Allarme Aids, 3 casi a settimana

La Liguria è al primo posto in Italia in quanto a numero di nuovi casi di Aids per 100.000 abitanti. Lo rivela il report annuale 2006/2007 sull’Aids redatto dal Dipartimento Salute e servizi sociali della Regione Liguria per monitorare l’andamento e la diffusione del virus, come raccomandano le organizzazioni internazionali e come indica il Piano sanitario nazionale, con l’obiettivo primario di ridurre l’incidenza della mortalità e delle conseguenze negative delle infezioni da Hiv.
Il dossier è stato presentato dall’assessore regionale alla Salute Claudio Montaldo, da Giancarlo Icardi del Dipartimento di Scienze della Salute, sezione Igiene e medicina preventiva dell’Università di Genova, da Claudio Viscoli, responsabile della Clinica Malattie Infettive dell’Università di Genova e da Marco Bussadori, presidente del coordinamento ligure persone sieropositive. Dopo il minimo storico raggiunto nel 2005 con 3,2 casi per 100mila abitanti, l’incidenza di Aids ha cominciato a salire fino ad arrivare nel 2006 a 4,8 casi che hanno collocato la Liguria al primo posto in Italia..
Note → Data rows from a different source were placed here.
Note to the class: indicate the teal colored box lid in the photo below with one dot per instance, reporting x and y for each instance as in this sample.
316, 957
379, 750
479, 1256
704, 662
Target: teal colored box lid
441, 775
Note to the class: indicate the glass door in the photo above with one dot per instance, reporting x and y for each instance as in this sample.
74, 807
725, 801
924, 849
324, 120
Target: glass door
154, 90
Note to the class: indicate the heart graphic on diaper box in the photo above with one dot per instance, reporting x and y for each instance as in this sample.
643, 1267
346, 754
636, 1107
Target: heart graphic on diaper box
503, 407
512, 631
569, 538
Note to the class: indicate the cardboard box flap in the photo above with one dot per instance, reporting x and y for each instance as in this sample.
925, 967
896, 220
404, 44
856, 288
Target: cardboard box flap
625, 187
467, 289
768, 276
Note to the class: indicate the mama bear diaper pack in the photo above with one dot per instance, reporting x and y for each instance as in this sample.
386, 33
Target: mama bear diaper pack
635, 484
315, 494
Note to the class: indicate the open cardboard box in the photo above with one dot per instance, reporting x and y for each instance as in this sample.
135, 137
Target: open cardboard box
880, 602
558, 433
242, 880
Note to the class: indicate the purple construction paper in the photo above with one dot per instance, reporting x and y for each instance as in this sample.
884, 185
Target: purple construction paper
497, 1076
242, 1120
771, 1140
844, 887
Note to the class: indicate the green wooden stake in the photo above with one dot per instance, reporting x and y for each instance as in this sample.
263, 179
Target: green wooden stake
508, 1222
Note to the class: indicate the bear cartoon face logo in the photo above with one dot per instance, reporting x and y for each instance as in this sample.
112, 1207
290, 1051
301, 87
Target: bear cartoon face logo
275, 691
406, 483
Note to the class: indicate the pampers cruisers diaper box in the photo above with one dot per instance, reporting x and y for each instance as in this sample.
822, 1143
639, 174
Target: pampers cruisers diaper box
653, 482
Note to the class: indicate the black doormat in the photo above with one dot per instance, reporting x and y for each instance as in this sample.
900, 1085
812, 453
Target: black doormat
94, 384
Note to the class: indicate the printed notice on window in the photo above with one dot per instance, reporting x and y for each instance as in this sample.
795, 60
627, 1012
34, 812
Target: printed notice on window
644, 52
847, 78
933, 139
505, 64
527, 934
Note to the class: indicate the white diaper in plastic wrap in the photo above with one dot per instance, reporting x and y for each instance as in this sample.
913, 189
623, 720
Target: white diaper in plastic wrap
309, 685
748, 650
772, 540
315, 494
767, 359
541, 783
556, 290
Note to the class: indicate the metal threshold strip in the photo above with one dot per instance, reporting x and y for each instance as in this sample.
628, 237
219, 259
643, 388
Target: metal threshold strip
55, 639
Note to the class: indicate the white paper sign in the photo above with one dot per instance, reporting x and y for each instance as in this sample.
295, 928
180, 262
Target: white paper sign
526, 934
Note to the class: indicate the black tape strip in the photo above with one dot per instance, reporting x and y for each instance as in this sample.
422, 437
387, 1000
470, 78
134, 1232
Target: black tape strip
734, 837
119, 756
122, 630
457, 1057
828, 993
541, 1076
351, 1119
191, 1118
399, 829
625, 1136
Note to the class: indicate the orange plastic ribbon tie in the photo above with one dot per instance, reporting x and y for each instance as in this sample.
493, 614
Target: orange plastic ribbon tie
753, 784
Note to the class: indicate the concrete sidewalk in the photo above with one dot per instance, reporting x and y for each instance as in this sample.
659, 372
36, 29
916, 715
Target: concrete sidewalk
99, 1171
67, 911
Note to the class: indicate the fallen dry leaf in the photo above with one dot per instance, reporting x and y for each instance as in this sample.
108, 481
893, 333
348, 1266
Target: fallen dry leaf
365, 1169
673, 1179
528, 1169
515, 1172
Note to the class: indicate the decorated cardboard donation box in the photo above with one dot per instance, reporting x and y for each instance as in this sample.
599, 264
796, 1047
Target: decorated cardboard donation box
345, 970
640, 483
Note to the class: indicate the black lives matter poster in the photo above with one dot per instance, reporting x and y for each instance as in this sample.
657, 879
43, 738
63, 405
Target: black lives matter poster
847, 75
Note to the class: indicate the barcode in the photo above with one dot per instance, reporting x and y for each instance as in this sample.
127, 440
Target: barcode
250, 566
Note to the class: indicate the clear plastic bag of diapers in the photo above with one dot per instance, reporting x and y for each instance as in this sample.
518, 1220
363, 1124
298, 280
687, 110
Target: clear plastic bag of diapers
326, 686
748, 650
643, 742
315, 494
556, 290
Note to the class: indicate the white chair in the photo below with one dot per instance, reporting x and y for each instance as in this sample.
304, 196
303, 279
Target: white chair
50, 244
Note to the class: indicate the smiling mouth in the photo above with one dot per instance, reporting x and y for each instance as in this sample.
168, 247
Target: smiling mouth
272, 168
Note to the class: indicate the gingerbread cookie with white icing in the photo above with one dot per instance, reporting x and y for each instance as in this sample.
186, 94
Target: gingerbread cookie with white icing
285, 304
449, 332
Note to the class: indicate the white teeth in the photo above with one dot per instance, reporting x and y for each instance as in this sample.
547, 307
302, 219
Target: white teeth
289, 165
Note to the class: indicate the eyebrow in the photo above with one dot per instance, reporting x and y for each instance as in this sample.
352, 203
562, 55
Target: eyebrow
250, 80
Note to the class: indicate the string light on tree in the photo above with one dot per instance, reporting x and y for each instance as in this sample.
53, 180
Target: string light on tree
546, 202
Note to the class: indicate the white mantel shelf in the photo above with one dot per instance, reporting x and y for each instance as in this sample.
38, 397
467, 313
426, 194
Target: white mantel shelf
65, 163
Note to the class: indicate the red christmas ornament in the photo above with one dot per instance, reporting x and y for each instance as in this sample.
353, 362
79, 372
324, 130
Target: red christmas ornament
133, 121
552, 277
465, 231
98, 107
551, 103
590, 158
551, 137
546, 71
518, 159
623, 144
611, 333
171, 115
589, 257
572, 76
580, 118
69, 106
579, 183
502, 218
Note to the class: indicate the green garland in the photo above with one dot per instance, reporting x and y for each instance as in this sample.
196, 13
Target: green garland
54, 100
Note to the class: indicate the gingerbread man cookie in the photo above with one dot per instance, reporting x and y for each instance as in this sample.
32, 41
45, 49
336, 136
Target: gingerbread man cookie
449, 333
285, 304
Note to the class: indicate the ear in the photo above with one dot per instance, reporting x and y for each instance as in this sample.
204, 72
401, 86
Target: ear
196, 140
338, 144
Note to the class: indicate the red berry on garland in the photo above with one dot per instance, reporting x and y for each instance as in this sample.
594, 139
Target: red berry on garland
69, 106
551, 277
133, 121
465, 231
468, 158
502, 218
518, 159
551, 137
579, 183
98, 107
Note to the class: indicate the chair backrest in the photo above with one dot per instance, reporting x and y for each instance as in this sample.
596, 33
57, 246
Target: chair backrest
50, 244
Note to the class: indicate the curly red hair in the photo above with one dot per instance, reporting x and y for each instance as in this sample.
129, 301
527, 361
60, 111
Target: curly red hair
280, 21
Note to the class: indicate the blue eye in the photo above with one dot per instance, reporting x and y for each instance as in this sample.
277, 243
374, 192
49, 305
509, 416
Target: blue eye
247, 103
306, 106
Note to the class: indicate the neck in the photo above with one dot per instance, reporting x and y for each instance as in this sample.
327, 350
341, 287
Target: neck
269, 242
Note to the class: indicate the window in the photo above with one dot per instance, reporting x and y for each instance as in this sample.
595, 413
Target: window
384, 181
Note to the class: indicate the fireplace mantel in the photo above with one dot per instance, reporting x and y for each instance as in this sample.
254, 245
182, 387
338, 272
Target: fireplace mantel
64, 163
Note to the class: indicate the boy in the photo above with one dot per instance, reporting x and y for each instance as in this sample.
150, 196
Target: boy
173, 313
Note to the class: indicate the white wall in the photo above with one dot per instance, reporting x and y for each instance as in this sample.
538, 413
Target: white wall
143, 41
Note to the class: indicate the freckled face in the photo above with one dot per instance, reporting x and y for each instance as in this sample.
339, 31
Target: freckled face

Tra le donne affette da Aids, la metà ha dichiarato di avere un partner tossicodipendente e circa il 47 per cento di aver avuto «un partner non determinato». Invece tra gli uomini affetti da Aids la frequenza maggiore si è osservata per partner omosessuale (30,2 per cento) e bisessuale (25,9 per cento), seguita da partner non determinato (25,4 per cento) e rapporti con prostitute (13.7 per cento). Tra i casi di Aids notificati in Liguria sono inoltre pressochè scomparsi quelli derivati da esposizione a emoderivati e trasfusioni o la trasmissione verticale da madre sieropositiva a neonato. In questi anni sono aumentati invece i soggetti con Aids viventi: se infatti la quasi totalità di persone colpite da Aids prima del 1993 è deceduta, dopo il 1996, a seguito dell’introduzione dei farmaci inibitori della proteasi, si è potuto osservare come sugli 844 casi notificati fino al giugno 2007, i soggetti ancora in vita siano oltre il 78 per cento (661/844).